Foto: Artur K. Vogel
Hohle Göttin
Drittens besichtige ich in Chiang Rai die gigantische, 70 Meter hohe Statue von Guan Yin, der buddhistischen Göttin der Barmherzigkeit. Die Göttin ist hohl: In ihrem Innern fährt ein Lift 25 Stockwerke hoch. Aus den Fenstern hat man einen umwerfenden Blick auf die hügelige Landschaft, die Reisfelder, die Stadt und vor allem die Tempelanlage unmittelbar neben der Riesenstatue, Wat Huai Pla Kung. Auch deren Pagode beeindruckt: Sie hat die Form einer neunstöckigen Pyramide.

Foto: Artur K. Vogel
Ich bin nicht wegen der Tempel nach Chiang Rai gekommen, sondern weil ich von hier aus auf dem Mekong hinunter nach Luang Prabang in Laos fahren will. Doch zuerst besuche ich das Goldene Dreieck. «Dreieck» deshalb, weil hier Thailand, Myanmar und Laos aufeinandertreffen, und «Golden», weil die Opiumhändler hier eine unerschöpfliche Goldgrube fanden. Denn ab Anfang des 19. Jahrhundert begannen französische und vor allem britische Kolonialisten, das in der Gegend produzierte Opium kommerziell auszubeuten. Die Briten forcierten dessen Verkauf in China und Südostasien, was sich zu einem unermesslichen, grossflächigen Suchtproblem ausweitete.

Foto: Artur K. Vogel
Krieg um das Opium
Grossbritannien führt gegen des Kaiserreich China von 1839 bis 1842 sogar den sogenannten Opiumkrieg, weil chinesische Behörden gewagt hatten, Opiumvorräte britischer Händler zu beschlagnahmen, um den illegalen Opiumhandel zu bekämpfen. Die Chinesen verloren den Krieg und mussten sich dem britischen Diktat unterwerfen.

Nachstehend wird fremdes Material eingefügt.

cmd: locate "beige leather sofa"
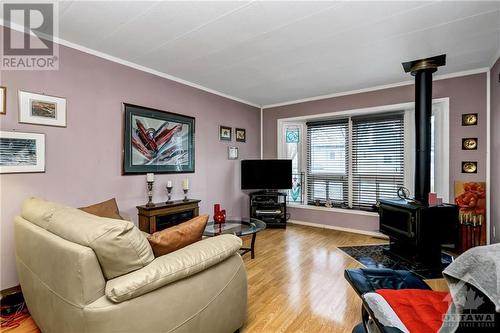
[15,199,247,333]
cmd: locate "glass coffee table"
[203,218,266,259]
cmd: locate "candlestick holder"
[146,182,154,207]
[167,186,172,203]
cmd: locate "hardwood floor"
[242,225,385,333]
[3,225,446,333]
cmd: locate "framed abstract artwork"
[0,131,45,173]
[0,87,7,114]
[123,104,195,174]
[19,90,66,127]
[219,125,232,141]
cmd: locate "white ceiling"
[14,1,500,105]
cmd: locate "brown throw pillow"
[79,198,123,220]
[148,215,208,257]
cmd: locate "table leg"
[250,232,257,259]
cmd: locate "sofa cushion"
[21,199,154,279]
[106,235,242,303]
[79,198,125,220]
[148,215,208,257]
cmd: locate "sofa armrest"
[106,235,242,303]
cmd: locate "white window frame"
[277,98,452,215]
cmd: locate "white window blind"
[307,119,349,207]
[351,112,405,210]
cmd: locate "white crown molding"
[262,67,489,111]
[0,18,492,111]
[0,19,261,108]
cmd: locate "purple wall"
[263,73,487,231]
[490,58,500,243]
[0,30,260,289]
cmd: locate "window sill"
[287,203,378,216]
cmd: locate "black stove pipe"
[414,68,436,204]
[403,54,446,205]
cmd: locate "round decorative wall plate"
[462,113,477,126]
[462,138,477,150]
[462,162,477,173]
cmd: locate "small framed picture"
[0,131,45,173]
[19,90,66,127]
[0,87,7,114]
[219,126,232,141]
[234,128,247,142]
[227,147,238,160]
[462,161,477,173]
[462,138,477,150]
[462,113,477,126]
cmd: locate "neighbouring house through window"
[278,101,449,210]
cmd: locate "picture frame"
[462,161,477,173]
[462,113,478,126]
[227,147,238,160]
[18,90,66,127]
[0,86,7,114]
[462,138,478,150]
[122,103,195,175]
[0,131,45,174]
[234,128,247,142]
[219,125,233,141]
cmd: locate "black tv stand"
[250,191,287,229]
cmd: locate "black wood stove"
[378,55,458,268]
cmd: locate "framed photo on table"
[19,90,66,127]
[0,131,45,173]
[123,104,195,174]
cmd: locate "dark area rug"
[339,244,453,279]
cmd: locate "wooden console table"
[137,199,201,234]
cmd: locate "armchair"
[15,199,247,333]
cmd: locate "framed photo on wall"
[0,87,7,114]
[227,147,238,160]
[0,131,45,173]
[19,90,66,127]
[234,128,247,142]
[219,125,233,141]
[123,104,195,174]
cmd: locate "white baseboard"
[287,220,389,239]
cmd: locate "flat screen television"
[241,160,292,190]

Nach einer längeren Flaute wurde in den 1950er-Jahren der Grossteil der weltweiten Opiumproduktion in diese Bergregion verlegt, weil die wichtigsten Produzenten China und Iran den Anbau unterbanden. Mehr als zwei Drittel des weltweit verkauften Opiums, ein Grossteil zu Heroin raffiniert, wurde schliesslich in der Gegend produziert. Instabile politische Verhältnisse vor allem in Myanmar (Burma) und Laos forcierten den Drogenhandel zusätzlich, denn aufständische Gruppen ebenso wie Geheimarmeen auf Regierungsseite finanzierten damit ihre Bürgerkriege, und korrupte Beamte füllten ihre Taschen.

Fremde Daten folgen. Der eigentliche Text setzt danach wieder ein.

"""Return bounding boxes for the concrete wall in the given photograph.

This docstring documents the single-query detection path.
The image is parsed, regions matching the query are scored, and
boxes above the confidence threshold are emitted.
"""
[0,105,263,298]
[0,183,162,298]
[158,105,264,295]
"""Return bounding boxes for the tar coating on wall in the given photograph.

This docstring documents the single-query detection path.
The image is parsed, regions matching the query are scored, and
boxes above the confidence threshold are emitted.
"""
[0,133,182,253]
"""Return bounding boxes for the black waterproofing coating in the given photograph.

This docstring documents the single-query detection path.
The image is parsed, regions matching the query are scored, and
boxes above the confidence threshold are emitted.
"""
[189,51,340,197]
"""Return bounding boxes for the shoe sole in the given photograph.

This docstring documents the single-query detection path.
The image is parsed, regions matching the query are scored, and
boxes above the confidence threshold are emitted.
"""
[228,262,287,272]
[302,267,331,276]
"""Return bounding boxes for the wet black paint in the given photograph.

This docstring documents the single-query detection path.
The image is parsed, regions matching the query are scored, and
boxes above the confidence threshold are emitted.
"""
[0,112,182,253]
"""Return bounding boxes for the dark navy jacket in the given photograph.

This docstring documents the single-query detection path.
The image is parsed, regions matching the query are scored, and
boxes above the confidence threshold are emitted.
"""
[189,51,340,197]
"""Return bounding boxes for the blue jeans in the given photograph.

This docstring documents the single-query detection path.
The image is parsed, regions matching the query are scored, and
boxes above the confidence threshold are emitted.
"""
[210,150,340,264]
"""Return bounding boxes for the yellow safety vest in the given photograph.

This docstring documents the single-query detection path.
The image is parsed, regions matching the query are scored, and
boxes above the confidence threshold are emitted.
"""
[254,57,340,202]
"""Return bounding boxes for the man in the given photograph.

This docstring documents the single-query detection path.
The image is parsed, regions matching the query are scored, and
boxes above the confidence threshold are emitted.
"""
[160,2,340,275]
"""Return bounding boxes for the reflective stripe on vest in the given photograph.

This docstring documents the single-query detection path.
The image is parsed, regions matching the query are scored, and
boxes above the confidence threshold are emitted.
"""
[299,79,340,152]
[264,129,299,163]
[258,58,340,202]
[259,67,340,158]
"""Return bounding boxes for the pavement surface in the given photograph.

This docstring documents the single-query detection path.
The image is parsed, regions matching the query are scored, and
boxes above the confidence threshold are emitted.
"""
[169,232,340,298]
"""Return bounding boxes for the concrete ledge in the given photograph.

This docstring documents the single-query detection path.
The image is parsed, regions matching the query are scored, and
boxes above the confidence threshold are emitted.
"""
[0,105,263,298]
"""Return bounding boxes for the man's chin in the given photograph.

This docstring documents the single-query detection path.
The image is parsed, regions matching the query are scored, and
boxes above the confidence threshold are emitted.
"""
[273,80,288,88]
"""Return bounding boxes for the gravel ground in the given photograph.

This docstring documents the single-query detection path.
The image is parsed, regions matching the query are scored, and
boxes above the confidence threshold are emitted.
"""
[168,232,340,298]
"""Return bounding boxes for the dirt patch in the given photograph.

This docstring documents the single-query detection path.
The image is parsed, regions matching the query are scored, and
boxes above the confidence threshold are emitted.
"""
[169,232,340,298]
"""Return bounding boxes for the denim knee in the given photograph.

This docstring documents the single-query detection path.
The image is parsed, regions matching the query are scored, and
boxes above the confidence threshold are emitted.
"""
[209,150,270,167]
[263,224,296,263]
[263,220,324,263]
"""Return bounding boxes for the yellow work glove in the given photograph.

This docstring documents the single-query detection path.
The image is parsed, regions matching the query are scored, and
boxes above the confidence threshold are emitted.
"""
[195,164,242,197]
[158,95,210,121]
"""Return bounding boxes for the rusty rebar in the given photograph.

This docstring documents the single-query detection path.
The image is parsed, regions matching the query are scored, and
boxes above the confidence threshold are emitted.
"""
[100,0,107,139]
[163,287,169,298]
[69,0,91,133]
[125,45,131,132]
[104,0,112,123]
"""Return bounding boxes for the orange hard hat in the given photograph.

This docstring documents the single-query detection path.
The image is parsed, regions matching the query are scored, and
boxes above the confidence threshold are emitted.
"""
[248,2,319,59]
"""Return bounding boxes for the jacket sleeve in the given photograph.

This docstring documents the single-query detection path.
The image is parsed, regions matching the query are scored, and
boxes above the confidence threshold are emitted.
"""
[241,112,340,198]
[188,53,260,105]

Deshalb assoziiere ich mit dem «Goldenen Dreieck» Bilder von rot blühenden Mohnfeldern, Opium rauchenden Indigenen und geheimen Drogenlaboratorien. Tatsächlich ist dies alles Geschichte. In den vergangenen Jahrzehnten wurden der Anbau und Handel von Opium in allen drei Ländern drastisch reduziert. Die betroffenen Länder, besonders Thailand, haben zum Teil erfolgreiche Anstrengungen unternommen, um das Opium durch andere landwirtschaftliche Produkte wie Kaffee, Tee und Macadamianüsse zu ersetzen, welche der lokalen Bevölkerung neue Einnahmequellen eröffnen.

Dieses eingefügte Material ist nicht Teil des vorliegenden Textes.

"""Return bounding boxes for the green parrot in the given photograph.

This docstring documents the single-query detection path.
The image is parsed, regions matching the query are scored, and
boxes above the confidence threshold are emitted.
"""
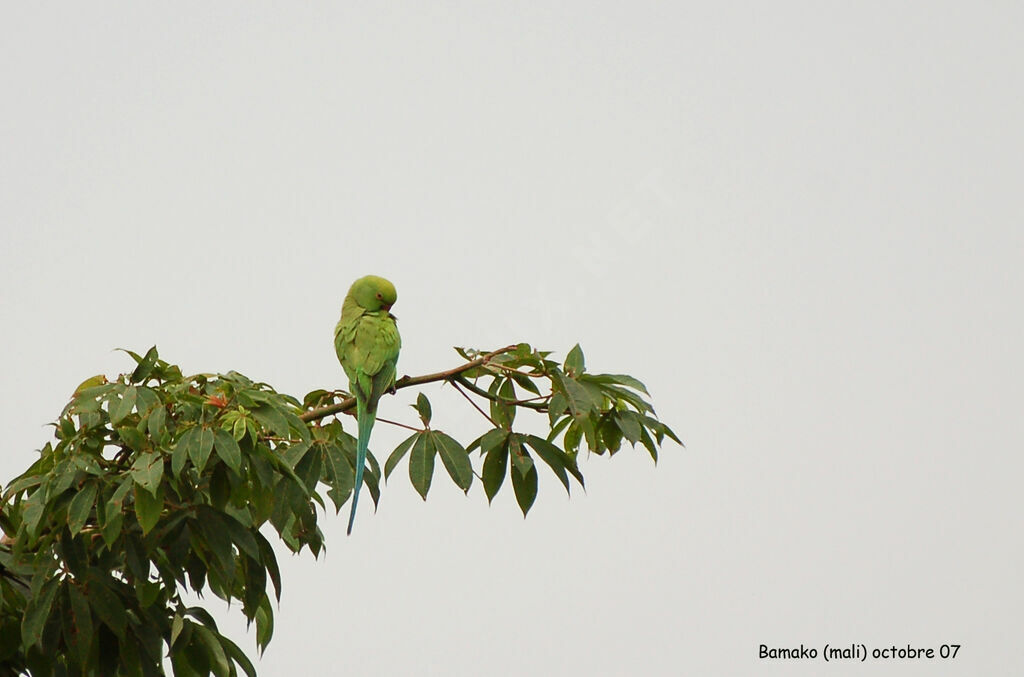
[334,276,401,534]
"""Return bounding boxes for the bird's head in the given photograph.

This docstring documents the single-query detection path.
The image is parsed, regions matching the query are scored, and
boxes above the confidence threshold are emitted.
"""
[348,276,398,310]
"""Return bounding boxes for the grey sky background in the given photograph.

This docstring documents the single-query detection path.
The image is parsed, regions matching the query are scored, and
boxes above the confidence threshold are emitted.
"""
[0,2,1024,676]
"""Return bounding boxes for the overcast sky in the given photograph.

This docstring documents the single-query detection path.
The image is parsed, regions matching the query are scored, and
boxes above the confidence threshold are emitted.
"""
[0,2,1024,677]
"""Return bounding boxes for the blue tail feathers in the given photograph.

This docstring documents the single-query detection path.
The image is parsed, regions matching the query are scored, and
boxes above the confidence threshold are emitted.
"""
[348,399,377,535]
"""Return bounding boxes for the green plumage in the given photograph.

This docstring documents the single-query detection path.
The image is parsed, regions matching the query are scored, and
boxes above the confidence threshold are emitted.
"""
[334,276,401,534]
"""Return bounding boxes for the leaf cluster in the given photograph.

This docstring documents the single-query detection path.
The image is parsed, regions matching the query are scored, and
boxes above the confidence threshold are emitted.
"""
[6,343,679,677]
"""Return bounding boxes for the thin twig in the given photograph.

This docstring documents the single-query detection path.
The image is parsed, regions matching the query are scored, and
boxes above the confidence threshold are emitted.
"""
[452,381,501,428]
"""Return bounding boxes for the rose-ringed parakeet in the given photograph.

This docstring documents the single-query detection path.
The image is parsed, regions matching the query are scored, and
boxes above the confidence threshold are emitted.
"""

Chiang Saen am Mekong, direkt an der Grenze zu Laos, ist nicht nur eine angenehme Ortschaft mit einer riesigen, goldenen Buddha-Statue. In Chiang Saen zeigt das House of Opium die Geschichte vom Anbau des Schlafmohns über die Produktion des Opiums bis zum Handel, seinen kulturellen und gesellschaftlichen Auswirkungen.
Chinesische Retortenstadt
Jenseits des Mekongs stehen die Symbole einer neuen Sucht: Laos hat hier eine Sonderwirtschaftszone eingerichtet und für 99 Jahre an chinesische Unternehmen verpachtet. Am Flussufer wird eine pompöse Retortensiedlung aus dem Boden gestampft, mit Casinos, Hotels, Wohnblöcken, Schulen und Einkaufszentren. Nichts weniger als ein «neues Macau» soll entstehen. (Die Casinos in Macau selber, in der ehemaligen portugiesischen Kolonie 60 Kilometer westlich von Hongkong, die 1999 an die Volksrepublik China abgetreten wurde, übertreffen inzwischen jene im amerikanischen Spielerparadies Las Vegas: Im ersten Quartal 2025 beliefen sich die Bruttoeinnahmen aus Glücksspiel in Macau auf rund 7,2 Milliarden Dollar, in Las Vegas auf geschätzte 4,5 Milliarden, wie einschlägigen Publikationen zu entnehmen ist.)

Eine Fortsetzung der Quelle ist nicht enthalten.